1. Choose an affordable area.
This is what I think you should do. Find an affordable area, predominantly a B or C-class area, even though I know it could be rougher from a property management standpoint. I also believe that you need to invest the least amount of money possible because the less money you invest, the lower the risk you will have. The more money you invest. the more risk. I say this because the likelihood of you losing and not doing well on that first transaction is very high. Unless you strike it lucky—and I don’t believe in luck—you probably won’t do well on your first deal. Even if you break even on that first deal. that is freaking great. I lost on my first five deals, so if you can do better than that, I think you’re doing well.
2. Don’t take on too much work.
Don’t give up if you lose and make mistakes because they’ll make you better. Trust me, after 500 deals, you’ll be thanking me for it. So start slow, start off small. Find a low-rent area, buy a property for the least you can, and make sure that it does not need much work. Forget about structural renovations, building foundation walls, major electrical work, and significant plumbing and roof work. You want to buy a property that does not need too much work. At best, you’ll find a property in need of a cosmetic rehab—paint, carpet, linoleum in the bathroom, linoleum in the kitchen, etc.

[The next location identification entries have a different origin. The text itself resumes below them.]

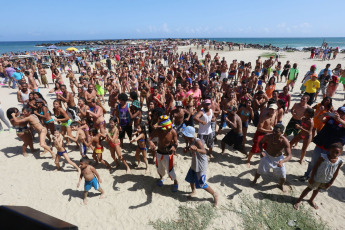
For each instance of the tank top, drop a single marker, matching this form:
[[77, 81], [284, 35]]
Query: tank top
[[205, 129], [124, 115], [25, 96], [199, 161]]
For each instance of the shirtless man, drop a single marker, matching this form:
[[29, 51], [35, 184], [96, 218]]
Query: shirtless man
[[273, 156], [297, 112], [61, 151], [178, 117], [72, 81], [68, 98], [266, 123], [258, 66], [233, 70], [223, 69], [43, 74], [235, 136], [23, 94], [268, 65], [167, 145], [30, 75]]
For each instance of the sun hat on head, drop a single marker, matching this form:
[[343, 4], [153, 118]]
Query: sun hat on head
[[136, 104], [189, 131], [164, 122]]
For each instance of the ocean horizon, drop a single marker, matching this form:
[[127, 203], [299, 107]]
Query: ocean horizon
[[298, 43]]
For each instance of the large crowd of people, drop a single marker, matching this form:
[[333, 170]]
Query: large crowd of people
[[161, 97]]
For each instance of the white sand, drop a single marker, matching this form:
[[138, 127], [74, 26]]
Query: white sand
[[134, 199]]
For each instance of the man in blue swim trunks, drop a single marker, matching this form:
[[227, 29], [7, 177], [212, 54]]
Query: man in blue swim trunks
[[196, 175]]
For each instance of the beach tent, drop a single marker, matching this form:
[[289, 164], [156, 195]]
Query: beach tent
[[72, 49], [52, 47]]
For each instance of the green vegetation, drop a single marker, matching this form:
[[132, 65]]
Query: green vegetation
[[275, 212], [196, 218]]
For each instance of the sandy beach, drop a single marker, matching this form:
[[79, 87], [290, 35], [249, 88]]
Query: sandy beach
[[133, 200]]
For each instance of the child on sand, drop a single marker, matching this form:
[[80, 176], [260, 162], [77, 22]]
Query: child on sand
[[305, 134], [196, 175], [92, 178], [141, 140], [61, 151], [96, 139], [79, 138], [114, 143], [324, 173]]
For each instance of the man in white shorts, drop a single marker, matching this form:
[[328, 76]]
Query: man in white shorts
[[273, 156]]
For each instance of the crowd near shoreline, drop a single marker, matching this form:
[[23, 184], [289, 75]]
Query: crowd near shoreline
[[155, 103]]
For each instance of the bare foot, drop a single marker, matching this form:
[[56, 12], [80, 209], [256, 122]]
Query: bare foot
[[215, 197], [313, 204], [282, 187], [192, 194], [296, 206]]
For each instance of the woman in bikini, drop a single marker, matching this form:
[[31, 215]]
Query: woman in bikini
[[44, 113], [305, 134], [96, 114], [246, 113], [22, 130], [82, 108], [36, 125], [144, 90], [141, 141], [114, 143], [321, 108], [63, 119]]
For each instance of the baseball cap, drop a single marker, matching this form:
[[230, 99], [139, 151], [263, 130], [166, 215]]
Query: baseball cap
[[273, 106], [189, 131]]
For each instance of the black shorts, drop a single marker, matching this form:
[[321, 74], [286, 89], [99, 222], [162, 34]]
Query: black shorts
[[125, 129]]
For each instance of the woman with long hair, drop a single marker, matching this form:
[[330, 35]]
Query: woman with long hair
[[22, 130], [36, 125]]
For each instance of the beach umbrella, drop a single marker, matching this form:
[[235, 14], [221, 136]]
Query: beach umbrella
[[72, 49], [52, 47]]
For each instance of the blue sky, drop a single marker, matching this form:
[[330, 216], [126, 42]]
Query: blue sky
[[68, 20]]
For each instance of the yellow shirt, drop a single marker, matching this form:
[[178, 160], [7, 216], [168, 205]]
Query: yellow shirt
[[311, 86]]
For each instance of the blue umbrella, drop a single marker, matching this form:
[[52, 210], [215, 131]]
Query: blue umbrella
[[52, 47]]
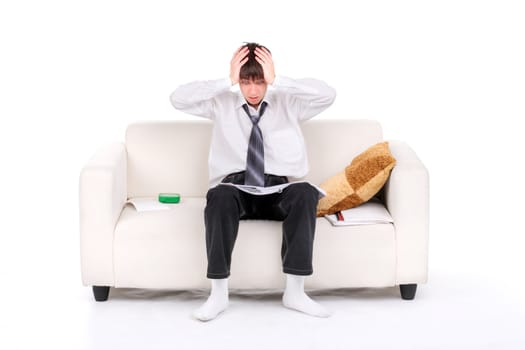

3. Negotiate long and hard up front.
Now, another thing that I would recommend you guys to do is something that I have done a lot of. That is to negotiate long and hard up front. If you are in a buyer’s market like I am in the Midwest—particularly Toledo, Ohio—there are a lot of sellers who want to sell because there is not much competition. So anyone who comes along with a firm, quick-close offer will accept the deal. Instead of buying properties that need a lot of work, buy them dirt cheap and spend four to six weeks renovating them. When you renovate, you take on a ton of risk because there are a lot of outside factors that you can’t take into consideration like contractors screwing you or the city shutting you down. And then, I would sell these properties for a decent profit to investors looking at buying. Now, even though I may make a bigger profit on paper because I bought a distressed property, fixed it, sold it and made my margin, what I’ve gotten smarter at doing is realizing that time is money. So now I am spending more buying properties that do not need that much work, turning them around quickly, and making less profit on that particular deal.
This is my message to all the beginners out there. I hope you can learn something. This is coming from someone who has done a lot of deals, made a lot of money, and lost a lot of money. Start slow, start small, start cheap, and negotiate well. Guys, remember, you do not make money when you sell, you make money when you buy. So make sure that you buy below market value.